LA PLUME – Bill Hillier began working with carpeting and accompanying his contractor father on flooring assignments in and around Scranton when he was just 12 years old. Three years later, he soloed on his first installation.
“It was a porch job,” Hillier, 54, recalled. “My father said he had to leave to go pick something up. He never came back. It was all planned; he wanted to see if I could handle it myself.”
Hillier succeeded on that porch, and has spent the last 42 years earning a living through carpeting and sheet vinyl and laminates. For most of that time, he was a subcontractor for flooring stores in the area. He also put down flooring inside modular homes as they were assembled in a factory.
Until last month, Hillier Carpeting Service had been run out of a utility van. Hillier opened his first showroom at 2053 State Route 6/11 on May 10 in a building that had previously hosted a consignment shop and jewelry business.
Hillier’s flooring enterprise occupies one side of the shop, while B & B’s Gifts – a business operated by his wife, Barb – takes up the other half.
“Our dream was always to open up a store,” Bill Hillier said.
Many of the samples inside Hillier’s flooring showroom came from Ken Mar Home Furnishings, a Meshoppen store that closed last year after the retirement of its owners.
“They were going to throw this stuff out,” Hillier said, running a hand across a rectangular sample of brown shag from Shaw Flooring which is sold under the New York Ave. III brand name.
Ken Mar provided Hillier with most of his samples, but Ken Mar’s closing also prompted Hillier to follow through on his plan to open a retail store. Hillier had received many jobs from Ken Mar over the years. Customers would pick out flooring in Meshoppen, and the store would dispatch Hillier to perform the installation.
Now, customers make their floorcovering selections at the showroom in La Plume. It is a small operation. Hillier is often assisted on installation jobs by a nephew Ed Thomas. On a recent Friday afternoon, Thomas was working the checkout counter at B & B’s Gifts.
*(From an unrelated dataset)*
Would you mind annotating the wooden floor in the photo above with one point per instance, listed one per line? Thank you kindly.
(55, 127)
The showroom contains samples of laminates and sheet vinyl, and many swatches of commercial and residential carpeting. Carpets are Hillier’s main line. He does not do hardwood or ceramic floors.
“We power-stretch all carpet,” Hillier said.
A power-stretcher uses expandable poles, which are braced against the baseboard on the opposite side of the room, to get the carpeting tightly stretched in place without any ripples. The head of the power stretcher has teeth which grab the carpeting when a fulcrum arm is pushed down. It is more efficient than the knee-kickers traditionally used on carpeting jobs, because the installer is free to move about without having to keep a knee against the kicker.
Before the joint stores opened last month, the other half of the operation, B & B Gifts, had operated for about two years inside the Sugarman’s flea market in Eynon. The couple decided to combine both stores at La Plume as a way to make staffing and resupplying easier. They signed a lease in September last year, eight months before the opening.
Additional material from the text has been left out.